Kardeş sen yazılı kaynaklar yakıldı falan demişsin de çok yanlış gelmişsin onu söyleyeyim. 21. yüzyıl akademisinde dahi bir metne dair araştırmalar yazılı ve sözlü kaynaklar vasıtasıyla yapılır. Bilim, Sanat, kültür yalnızca yazılı kaynaklar üzerinde dönmez.
Yazılı kaynaklar yerleşik hayata geçiş sürecini tamamlamış, devlet teşkilatını oturtmuş, belli bir medeni seviyeye ulaşmış halkların işidir. Kuran-ı Kerim'in indirildiği dönemin Arap yarım adası ise (sizin gibi salakların hep arapları aşağılamak için kullandığı bir sözle) bedevilik kültürünün izlerini taşıyordu.

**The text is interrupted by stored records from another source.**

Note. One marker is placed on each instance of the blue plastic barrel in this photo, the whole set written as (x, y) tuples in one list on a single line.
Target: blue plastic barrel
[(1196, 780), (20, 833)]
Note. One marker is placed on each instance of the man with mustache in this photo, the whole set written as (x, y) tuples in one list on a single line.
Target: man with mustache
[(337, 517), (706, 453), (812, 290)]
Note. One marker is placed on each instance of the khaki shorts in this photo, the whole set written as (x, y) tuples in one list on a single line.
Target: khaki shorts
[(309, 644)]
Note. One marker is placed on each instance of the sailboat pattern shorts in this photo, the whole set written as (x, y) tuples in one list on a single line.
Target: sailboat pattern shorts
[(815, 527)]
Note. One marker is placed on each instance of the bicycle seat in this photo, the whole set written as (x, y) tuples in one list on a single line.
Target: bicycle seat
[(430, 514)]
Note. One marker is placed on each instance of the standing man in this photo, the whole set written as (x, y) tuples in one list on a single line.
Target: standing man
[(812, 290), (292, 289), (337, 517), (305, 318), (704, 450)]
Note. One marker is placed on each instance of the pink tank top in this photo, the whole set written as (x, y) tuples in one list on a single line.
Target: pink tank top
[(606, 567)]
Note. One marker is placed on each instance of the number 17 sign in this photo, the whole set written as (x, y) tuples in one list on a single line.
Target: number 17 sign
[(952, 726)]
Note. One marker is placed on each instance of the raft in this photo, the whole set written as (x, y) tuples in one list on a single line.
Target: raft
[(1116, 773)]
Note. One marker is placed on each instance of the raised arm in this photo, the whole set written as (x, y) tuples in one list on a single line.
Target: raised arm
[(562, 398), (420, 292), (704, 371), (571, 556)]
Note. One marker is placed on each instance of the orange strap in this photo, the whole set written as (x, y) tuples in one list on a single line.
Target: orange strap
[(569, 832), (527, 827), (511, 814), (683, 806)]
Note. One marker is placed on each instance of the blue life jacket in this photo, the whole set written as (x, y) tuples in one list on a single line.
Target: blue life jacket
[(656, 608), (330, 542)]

Yani yarı göçebe bu arap halklarının yazılı kültür öğeleri meydana getirmesi, yazılı eserlere dayalı bir gelenek ortaya koyması zaten mümkün değildi.
bu bilgiler ışığında söyleyebiliriz ki Kuran-ı Kerim Sözlü edebiyat kültürü olan bir topluma indirilmiştir ve sözlü edebiyat kültürünün teamüllerine göre kornmuş saklanmış yüzlerce kişi tarafından ezberlenmiştir.
Burada dangalağın biri çıkacak sözlü kültürün güvenilirliğini sorgulayacak o yüzden Ege üniversitesi türk dili edebiyatı bölümünde profesör olan kıymetli hoca Yavuz Akpınar'dan bir olay nakletme ihtiyacı duyacağım.
Erzurum'da bir köy kahvesinde radyoda Erzurum'lu bir aşık olan aşık sümmani'ye ait bir türkü çalınır. türküyü duyan ihtiyarlardan biri derhal sandalyesinden fırlar yanlış yapmışlar diye kızarak. Araya sora en yakın trt yetkilisini bulur sırtında sazıyla kim bilir hangi şehire kadar giderek ve siz trt radyosunda türküyü yanlış çaldınız diyerek doğrusunu çalar. daha sonra anlaşılır ki trt'nin yazılı kaynaklarında gerçekten yanlışlık vardır. Doğru olan ihtiyar amca yani sözlü kaynaktır.